This cohort study used data from the Swedish National Quality Register of Gynecological Surgery (GynOp), which was started in 1997 (1). In 2016, almost 6,500 prolapse surgeries were reported (coverage >93%) from 58 clinics. Data was prospectively and consecutively collected throughout the health care process, based on a preoperative evaluation (with postal- and web-based questionnaires), hospital records at admission, surgery, and discharge, and postoperative questionnaires. The Swedish Association of Local Authorities and Regions has reviewed and certified GynOp at the highest level (1) (2).
Study population
23,624 women aged 55 to 96 years who had their primary prolapse procedure in 2007–2017 were included. The following procedures were included, either as a single or a combined procedure: anterior and posterior colporraphy, perineorrhaphy, and colpocleisis. Patients with concomitant mesh surgery for urinary incontinence (UI) and apical surgery were excluded. The participants were allocated to three age cohorts: 55-64, 65-74, and 75-96 years and categorized according to ASA class 1–2 (healthy or mild systemic disease) and those with ASA class 3–4 (severe systemic disease with and without a constant threat to life). The anesthesiologist conducted the classification preoperatively. The procedures were performed as a day or inpatient case under local, regional, or general anesthesia.
The questionnaires
The preoperative questionnaire contained questions about height, weight, parity, prior surgery, smoking, estrogen usage, physical performance, and co-morbidities.

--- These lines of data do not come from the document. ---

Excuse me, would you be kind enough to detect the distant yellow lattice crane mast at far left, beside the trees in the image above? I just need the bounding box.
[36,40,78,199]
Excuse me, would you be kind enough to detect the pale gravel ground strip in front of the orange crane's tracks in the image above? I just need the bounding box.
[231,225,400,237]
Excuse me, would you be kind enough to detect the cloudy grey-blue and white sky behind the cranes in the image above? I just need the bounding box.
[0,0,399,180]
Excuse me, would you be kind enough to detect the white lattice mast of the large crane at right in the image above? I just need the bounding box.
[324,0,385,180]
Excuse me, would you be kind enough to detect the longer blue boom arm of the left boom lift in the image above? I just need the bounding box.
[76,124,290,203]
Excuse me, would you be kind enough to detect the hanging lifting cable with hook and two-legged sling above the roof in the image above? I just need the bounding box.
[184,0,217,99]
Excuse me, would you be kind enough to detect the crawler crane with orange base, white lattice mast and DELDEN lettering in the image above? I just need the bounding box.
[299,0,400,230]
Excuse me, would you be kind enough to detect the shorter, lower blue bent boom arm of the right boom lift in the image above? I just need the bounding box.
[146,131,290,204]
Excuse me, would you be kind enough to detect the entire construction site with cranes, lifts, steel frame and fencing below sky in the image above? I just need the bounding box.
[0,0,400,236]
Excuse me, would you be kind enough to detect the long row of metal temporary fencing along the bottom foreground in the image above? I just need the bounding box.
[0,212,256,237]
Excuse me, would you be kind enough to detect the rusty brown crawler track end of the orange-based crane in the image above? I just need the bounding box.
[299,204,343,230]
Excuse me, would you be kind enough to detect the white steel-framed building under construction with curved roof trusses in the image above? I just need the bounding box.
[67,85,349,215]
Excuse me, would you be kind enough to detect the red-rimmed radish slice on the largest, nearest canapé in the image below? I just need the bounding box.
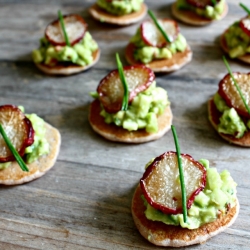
[140,152,206,214]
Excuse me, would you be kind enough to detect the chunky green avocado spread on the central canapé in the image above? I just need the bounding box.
[93,81,170,133]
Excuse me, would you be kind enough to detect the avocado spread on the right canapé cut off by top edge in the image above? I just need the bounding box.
[176,0,225,20]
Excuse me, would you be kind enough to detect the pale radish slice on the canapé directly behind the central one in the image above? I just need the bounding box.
[140,19,179,48]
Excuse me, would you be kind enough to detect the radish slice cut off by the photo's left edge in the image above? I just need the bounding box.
[0,105,35,162]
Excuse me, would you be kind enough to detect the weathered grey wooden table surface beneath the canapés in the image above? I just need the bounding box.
[0,0,250,249]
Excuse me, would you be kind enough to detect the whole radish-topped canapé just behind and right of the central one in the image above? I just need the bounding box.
[125,12,192,72]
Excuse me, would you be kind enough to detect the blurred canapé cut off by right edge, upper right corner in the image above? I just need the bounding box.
[220,5,250,63]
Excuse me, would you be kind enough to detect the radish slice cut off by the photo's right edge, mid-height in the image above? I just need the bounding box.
[218,72,250,118]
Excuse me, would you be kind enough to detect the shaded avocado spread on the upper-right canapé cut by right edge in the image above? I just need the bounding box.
[224,21,250,58]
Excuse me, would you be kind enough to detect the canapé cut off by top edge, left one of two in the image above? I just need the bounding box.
[89,0,147,25]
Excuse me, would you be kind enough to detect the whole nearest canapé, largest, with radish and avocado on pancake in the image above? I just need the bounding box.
[132,152,239,247]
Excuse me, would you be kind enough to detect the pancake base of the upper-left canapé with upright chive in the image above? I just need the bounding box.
[36,49,101,75]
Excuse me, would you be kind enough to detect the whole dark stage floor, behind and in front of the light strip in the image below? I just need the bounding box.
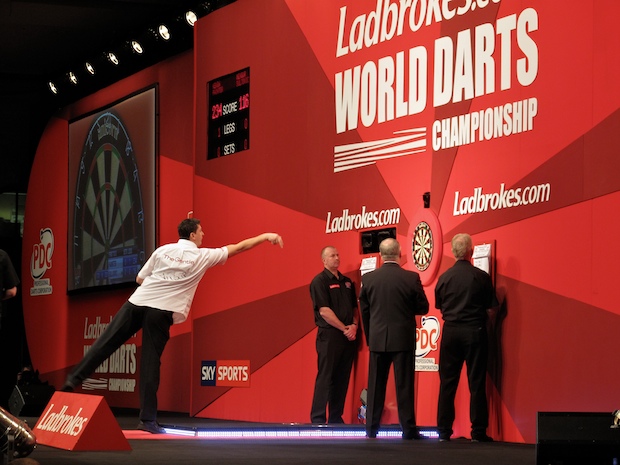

A validated question regarding symptoms of POP was used (3). 1-year postoperatively, symptomatic POP was present by affirming, “Do you have a feeling that something is bulging out from the vagina?” followed by the options “Never,” “Almost never,” and “1-3 times per month” (no POP), “1-3 times per week,” and “Daily” (POP). Nocturia was defined as usually urinating ≥2 times/night. Bladder emptying difficulties were affirmed when occurring “1-3 times per week or more often.” Body mass index (BMI, kg/m2) was calculated using information from the preoperative questionnaire.
Urinary urgency was present by affirming, “Have you had problems with a sudden onset of a strong need to urinate?” and deemed positive by the answers “1–3 times/week” or more often.” “Cure” meant that symptoms of POP occurred “Never,” “Almost never,” or “1-3 times per month.” “Improvement” was defined by being “greatly improved” and “improved” versus “unchanged” or “worse.”
“Satisfaction with the procedure” was evaluated by the answers “Very satisfied” and “Satisfied” (satisfied), and “Neither satisfied nor dissatisfied” and “Very dissatisfied” (not satisfied).
De novo nocturia denoted a preoperative frequency of <2 times per night and ≥2 times per night postoperatively. De novo symptoms of UI, urgency, and bladder emptying difficulties were defined as a frequency of ≥1 time per week postoperatively. Postoperative death or severe adverse events, which included readmission within 30 days of surgery or by answering in the affirmative about an affected or injured organ (ureter, urethra, or intestine) was recorded.
Statistics
Continuous variables were presented as mean and standard deviation, median, and interquartile range (Q1-Q3), and categorical data as number, percent, and 95% confidence interval (CI). For comparison between groups, the Mantel-Haenszel Chi-Square test was used for ordered categorical variables, and the Chi-Square test was used for non-ordered variables. The Kruskal-Wallis test was used for continuous variables. Logistic regression with adjustment for BMI was used to calculate the estimated age-related probability per 10 years of cure, improvement, satisfaction, and ASA class. Missing data were accounted for and excluded. The statistical testing was two-sided, and a significance level of p <.05 was used. Given the size of the study cohorts, an alfa level of .05, and a power value of 80%, the minimum significant difference in the prevalence of outcomes was 5% in pairwise comparisons between groups using Fisher’s exact test for the analysis. Analyses were performed using SAS, version 9.4 (SAS Institute, Inc., Cary, NC).